Levanta-te médico, porque este é um momento difícil e de reflexão; envolve sonhos e conquistas; hombridade e dignidade; Homens e homens. Não importa se és ou não corajoso, contanto que sempre combatas como se o fosses: a verdadeira coragem é, por vezes, uma opção.”

Iniciava assim, em maio de 1991, uma mensagem, por mim dirigida aos médicos de todo o Brasil atingidos pelos vários congelamentos de preços e serviços, acuados pelo governo e pelos diversos planos de saúde impedindo que sua entidade representativa nacional (AMB) continuasse atualizando os valores de honorários médicos por serviços prestados com base em sua Tabela (THM-e-CH).

A luta pelo direito de estabelecer honorários médicos tornava-se difícil considerando a diferença de força e poder do outro lado. Ameaças, processos, portarias ministeriais tumultuavam ainda mais a crise.  Mesmo assim, a AMB, na qual eu exercia a Presidência, não recuou, enfrentando a tudo e a todos mostrando que esse direito era sagrado em todas as profissões e exigia respeito à dignidade do médico. Era preciso, pois, chegar a todos os esculápios uma forma de encorajá-los e darem o apoio necessário que precisávamos.

Mais adiante, nesse caminho, a mensagem enfatizava: “Levanta-te médico, sai desse individualismo e dá tua parcela de contribuição para que juntos possamos vencer mais esta batalha: não nascemos fortes, tornamo-nos fortes. Dize que não te vendes por qualquer preço; que tens o direito de estabelecer valores para teu trabalho; que defendes a tua Tabela de Honorários, pois, te valoriza e dignifica.

Como acontece, ainda hoje, a desunião da classe médica é fato lamentável. Tantos anos se passaram e nós não aprendemos a lutar e reivindicar como fazem os metalúrgicos, que a um simples sinal de mobilização, os patrões procuram de imediato um acordo formal.

Analisando estes fatos, o saudoso cirurgião mineiro Júlio Sanderson de Queiroz costumava dizer: a diferença está na base dos metalúrgicos: praticamente, todos têm a mesma base familiar e econômica.  Desta forma, acrescentava o cirurgião “eles são unidos, mesmo em se odiando”.

E os médicos? Ah! Dizia ele. Não existe esse fato significativo: uns têm suas origens da classe A; outros da B; outros ainda da C. Muitos são filhos de empregados em lojas, bares, segurança pública, supermercados, etc., e lutam com muita dificuldade.
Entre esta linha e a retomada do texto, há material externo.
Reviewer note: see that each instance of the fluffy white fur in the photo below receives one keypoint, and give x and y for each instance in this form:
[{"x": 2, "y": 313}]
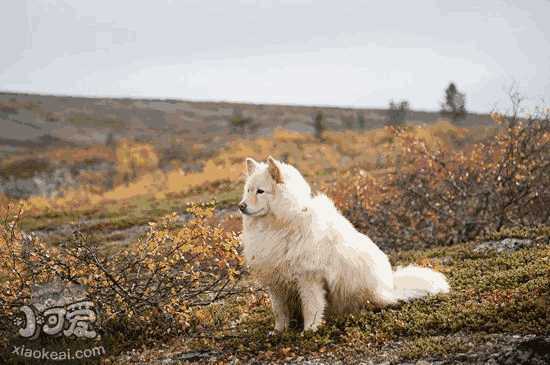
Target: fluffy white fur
[{"x": 310, "y": 257}]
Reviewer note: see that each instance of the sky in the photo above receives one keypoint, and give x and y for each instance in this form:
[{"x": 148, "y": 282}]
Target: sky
[{"x": 340, "y": 53}]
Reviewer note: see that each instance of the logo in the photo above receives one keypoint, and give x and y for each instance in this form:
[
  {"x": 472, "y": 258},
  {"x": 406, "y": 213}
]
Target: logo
[{"x": 59, "y": 323}]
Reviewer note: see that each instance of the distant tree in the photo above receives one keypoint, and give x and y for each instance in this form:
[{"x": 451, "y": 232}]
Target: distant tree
[
  {"x": 361, "y": 123},
  {"x": 454, "y": 105},
  {"x": 239, "y": 123},
  {"x": 319, "y": 125},
  {"x": 397, "y": 113}
]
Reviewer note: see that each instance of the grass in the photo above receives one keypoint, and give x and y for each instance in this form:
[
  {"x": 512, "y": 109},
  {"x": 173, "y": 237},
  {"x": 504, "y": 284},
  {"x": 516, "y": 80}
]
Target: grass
[{"x": 492, "y": 293}]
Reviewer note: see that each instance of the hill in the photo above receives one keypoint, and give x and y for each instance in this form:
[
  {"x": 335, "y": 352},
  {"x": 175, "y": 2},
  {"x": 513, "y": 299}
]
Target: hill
[{"x": 31, "y": 121}]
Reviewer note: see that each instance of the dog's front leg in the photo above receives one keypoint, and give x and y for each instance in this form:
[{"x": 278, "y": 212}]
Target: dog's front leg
[
  {"x": 312, "y": 295},
  {"x": 281, "y": 311}
]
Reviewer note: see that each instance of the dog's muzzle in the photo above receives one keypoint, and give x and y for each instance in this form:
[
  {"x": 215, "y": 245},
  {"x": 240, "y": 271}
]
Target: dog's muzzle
[{"x": 242, "y": 207}]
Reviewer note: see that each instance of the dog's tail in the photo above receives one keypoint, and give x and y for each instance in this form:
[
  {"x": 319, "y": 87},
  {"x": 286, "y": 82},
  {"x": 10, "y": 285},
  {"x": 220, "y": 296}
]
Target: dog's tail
[{"x": 414, "y": 281}]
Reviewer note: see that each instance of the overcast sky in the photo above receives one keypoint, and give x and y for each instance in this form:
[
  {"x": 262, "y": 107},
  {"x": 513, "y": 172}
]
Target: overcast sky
[{"x": 344, "y": 53}]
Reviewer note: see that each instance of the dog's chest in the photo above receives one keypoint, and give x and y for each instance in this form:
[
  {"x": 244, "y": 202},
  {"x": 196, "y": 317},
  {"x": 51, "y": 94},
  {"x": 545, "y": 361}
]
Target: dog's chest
[{"x": 272, "y": 251}]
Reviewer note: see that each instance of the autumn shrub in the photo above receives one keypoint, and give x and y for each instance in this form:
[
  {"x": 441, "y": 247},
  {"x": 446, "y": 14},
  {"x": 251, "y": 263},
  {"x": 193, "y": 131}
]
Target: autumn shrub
[
  {"x": 439, "y": 195},
  {"x": 144, "y": 291}
]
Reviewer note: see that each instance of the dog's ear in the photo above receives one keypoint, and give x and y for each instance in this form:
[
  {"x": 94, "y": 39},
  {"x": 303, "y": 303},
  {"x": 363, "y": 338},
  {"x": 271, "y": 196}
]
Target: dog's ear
[
  {"x": 250, "y": 165},
  {"x": 274, "y": 170}
]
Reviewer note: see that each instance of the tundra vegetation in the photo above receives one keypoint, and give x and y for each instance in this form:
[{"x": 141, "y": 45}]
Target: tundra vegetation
[{"x": 157, "y": 248}]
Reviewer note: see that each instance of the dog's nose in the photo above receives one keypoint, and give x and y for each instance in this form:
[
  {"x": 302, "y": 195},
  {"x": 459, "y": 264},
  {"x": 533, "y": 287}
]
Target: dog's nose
[{"x": 242, "y": 206}]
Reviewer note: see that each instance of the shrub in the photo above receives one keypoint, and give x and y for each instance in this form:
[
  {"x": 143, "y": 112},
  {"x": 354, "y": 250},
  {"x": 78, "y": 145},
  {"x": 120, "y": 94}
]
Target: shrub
[
  {"x": 145, "y": 291},
  {"x": 437, "y": 195}
]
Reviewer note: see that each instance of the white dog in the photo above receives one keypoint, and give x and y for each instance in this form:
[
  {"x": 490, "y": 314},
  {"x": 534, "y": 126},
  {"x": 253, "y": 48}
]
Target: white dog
[{"x": 311, "y": 258}]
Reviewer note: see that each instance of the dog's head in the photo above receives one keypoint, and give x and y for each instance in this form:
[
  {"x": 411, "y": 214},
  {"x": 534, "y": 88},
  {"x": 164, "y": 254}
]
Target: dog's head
[{"x": 272, "y": 187}]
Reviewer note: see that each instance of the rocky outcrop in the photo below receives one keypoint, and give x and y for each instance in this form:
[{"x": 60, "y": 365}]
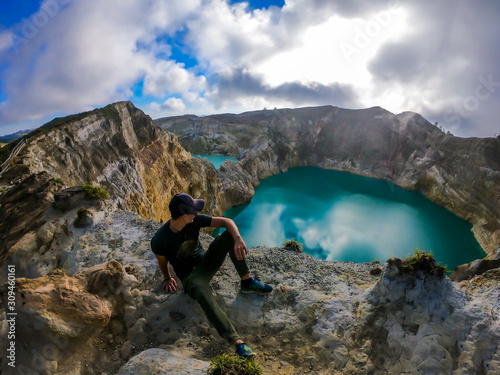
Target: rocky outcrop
[
  {"x": 58, "y": 315},
  {"x": 119, "y": 148},
  {"x": 322, "y": 318},
  {"x": 461, "y": 174},
  {"x": 87, "y": 284}
]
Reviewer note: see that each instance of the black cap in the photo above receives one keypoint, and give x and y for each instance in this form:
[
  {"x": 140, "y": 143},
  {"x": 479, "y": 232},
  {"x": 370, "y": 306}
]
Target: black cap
[{"x": 184, "y": 204}]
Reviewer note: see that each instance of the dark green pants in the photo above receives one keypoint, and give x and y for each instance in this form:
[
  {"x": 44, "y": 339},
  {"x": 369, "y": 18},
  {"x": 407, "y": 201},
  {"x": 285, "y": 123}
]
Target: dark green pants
[{"x": 196, "y": 284}]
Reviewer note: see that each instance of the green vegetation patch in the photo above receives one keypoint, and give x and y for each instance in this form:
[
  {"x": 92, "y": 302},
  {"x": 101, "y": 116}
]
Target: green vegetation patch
[
  {"x": 226, "y": 364},
  {"x": 94, "y": 191},
  {"x": 294, "y": 246},
  {"x": 420, "y": 261}
]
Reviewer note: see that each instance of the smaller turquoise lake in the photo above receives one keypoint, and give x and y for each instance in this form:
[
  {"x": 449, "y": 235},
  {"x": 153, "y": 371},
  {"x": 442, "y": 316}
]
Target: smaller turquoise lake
[
  {"x": 216, "y": 160},
  {"x": 344, "y": 217}
]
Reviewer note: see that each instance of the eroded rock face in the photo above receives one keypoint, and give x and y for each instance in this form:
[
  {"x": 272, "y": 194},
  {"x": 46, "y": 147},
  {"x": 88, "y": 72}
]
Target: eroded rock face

Por isso, dizia o cirurgião: “eles são desunidos mesmo em se amando. Minha mensagem termina fazendo um apelo aos médicos brasileiros. “Levanta-te médico, combate com vigor e decisão aqueles que usam o teu trabalho com objetivo de lucro; não deixe que teus olhos sejam cegos, teus ouvidos não escutem e tua boca se cale diante das forças poderosas e aéticas que tentam subjugar-te e a toda classe médica. Exige que tua profissão seja respeitada como merece; mostra a todos que apesar de não teres salários justos e condições ideais de trabalho és capaz de exercê-la com honra e dignidade.” Para ser atual, esta mensagem, não precisa dizer mais nada.

 

* 79, é doutor em Medicina pela Universidade Federal do Paraná e ex-presidente da Associação Médica Brasileira (AMB).